In many cases, repeat visitors had previously been given sedatives or other medications to restrain them when their behavior became disruptive.
“Families come in with their kids who have severe behavior problems, and the families just get at their wits end, you know,” said Dr. Anna M. Cushing, a pediatric emergency room physician at Children’s Hospital Los Angeles and one of the study’s authors. “Their child’s behavior can pose a danger to themselves, but also to the parents and the other children in the home.”
The findings, published in the journal JAMA Pediatrics, analyzed more than 308,000 visits to mental health facilities at 38 hospitals between 2015 and 2020.
Compared to patients with suicidal or self-injurious behavior, patients with psychotic disorders were 42 percent more likely to return to the emergency room within six months, according to the study; Patients with impulse control disorders were 36 percent more likely; and those with disorders like autism and ADHD were 22 percent more likely. Patients who needed medication to suppress them were 22 percent more likely to come back than patients who didn’t.
Tips for parents to help their struggling teens
Worried about your teenager? If you’re concerned that your teen is experiencing depression or suicidal thoughts, there are a few things you can do to help. Dr. Christine Moutier, Chief Medical Officer of the American Foundation for Suicide Prevention, suggests the following steps:
The results suggest researchers should pay more attention to families whose children have cognitive and behavioral problems who may be visiting the emergency room to recover, said Dr. said Cushing.
“I’m not sure we’ve spent that much time talking about these agitated and misbehaving patients, at least nationally,” she said.
The frequency of revisits suggests the care they’re receiving in emergency rooms “is really not appropriate,” she said.
Guidelines recommend that so-called chemical restraints — benzodiazepines, or antipsychotics given by injection or via an IV drip — be used as a last resort because they can be traumatizing or physically injuring the patient, medical staff, or caregivers, said Dr. Ashley A. Foster, Assistant Professor of Emergency Medicine at the University of California San Francisco.
The use of these drugs in pediatric emergency departments has increased in recent years. According to a study that Dr. Foster and her colleagues published last year.
The drugs were more commonly used in black patients, as well as in male patients between the ages of 18 and 21, the study found. DR Foster described these differences as “worrying and motivating to think about how to improve equitable care”.
Dr. Christine M. Crawford, a child and adolescent psychiatrist at Boston Medical Center, said caregivers of children with behavioral disorders often turn to emergency rooms when “it gets to the point where someone could get hurt.”
“They come in sixth, seventh, eighth grade — that’s when we see these families that have been struggling for a long time,” said Dr. Crawford, who is also an assistant professor at Boston University School of Medicine.
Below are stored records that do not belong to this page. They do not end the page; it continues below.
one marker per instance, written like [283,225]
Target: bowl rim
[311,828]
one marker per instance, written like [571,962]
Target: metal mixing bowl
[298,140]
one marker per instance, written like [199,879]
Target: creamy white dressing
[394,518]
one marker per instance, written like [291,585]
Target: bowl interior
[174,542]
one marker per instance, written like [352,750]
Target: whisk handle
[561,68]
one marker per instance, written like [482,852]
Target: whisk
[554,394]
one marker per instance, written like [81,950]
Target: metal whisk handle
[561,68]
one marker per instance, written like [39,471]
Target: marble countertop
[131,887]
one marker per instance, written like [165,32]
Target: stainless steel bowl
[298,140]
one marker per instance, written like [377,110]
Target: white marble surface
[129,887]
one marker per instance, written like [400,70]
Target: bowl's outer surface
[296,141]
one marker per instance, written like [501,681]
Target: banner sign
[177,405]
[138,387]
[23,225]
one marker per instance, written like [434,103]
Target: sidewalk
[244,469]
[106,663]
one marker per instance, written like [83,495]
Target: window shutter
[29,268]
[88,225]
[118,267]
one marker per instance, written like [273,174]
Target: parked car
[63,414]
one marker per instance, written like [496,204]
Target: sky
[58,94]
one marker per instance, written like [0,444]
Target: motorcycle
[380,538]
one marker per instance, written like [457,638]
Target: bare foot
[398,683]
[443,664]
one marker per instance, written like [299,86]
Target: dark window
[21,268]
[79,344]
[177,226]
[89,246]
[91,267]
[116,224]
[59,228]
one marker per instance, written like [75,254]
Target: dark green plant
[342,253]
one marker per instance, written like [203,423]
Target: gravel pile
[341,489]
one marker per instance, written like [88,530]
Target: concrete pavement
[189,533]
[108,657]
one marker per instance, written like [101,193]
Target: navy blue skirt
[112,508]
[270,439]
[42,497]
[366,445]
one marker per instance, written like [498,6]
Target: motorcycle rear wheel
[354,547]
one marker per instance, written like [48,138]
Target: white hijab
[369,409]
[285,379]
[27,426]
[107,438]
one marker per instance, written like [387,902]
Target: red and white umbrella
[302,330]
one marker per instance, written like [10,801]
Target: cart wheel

Families in this situation, she said, “are quite isolated” and often hide their struggles from friends and family. Emergency room treatment is reassuring for caregivers but offers little long-term benefit, she said.
“It just puts a band-aid on the problem,” she said. “They go home and are still waiting for that appointment to meet with a therapist.”
Dr. Andrea E. Spencer, a psychiatrist and researcher at Lurie Children’s Hospital of Chicago, said behavioral disorders can be dismissed as less urgent than suicidal thoughts or self-harm, when in fact they are “very high-risk behaviors and dangerous behaviors. “
“There’s a tendency to watch these kids and wait and see and deprioritize them as to who’s the worst, and then they tend to just get worse,” she said, adding that public hospitals may be reluctant to consider them as too accept stationary because they are disruptive.
“In many ways, these kids are actually more difficult to treat,” she said.
The JAMA study found that the total number of visits to pediatric emergency departments for mental health crises increased by 43 percent from 2015 to 2020, an average increase of 8 percent per year, with an increase in emergency department visits for each category of mental illness. In comparison, emergency room visits for all medical reasons increased 1.5 percent annually.
Almost a third of the visits were related to suicidal thoughts or self-harm, and about a quarter of the patients presented with mood disorders, followed by anxiety disorders and impulse control disorders. About 13 percent of patients returned within six months.
“It causes a lot of moral suffering for a lot of us just because it doesn’t feel like the ER is always the right or best place to take care of a lot of our patients,” said Dr. said Cushing.
“But,” she added, “they really have nowhere else to go.”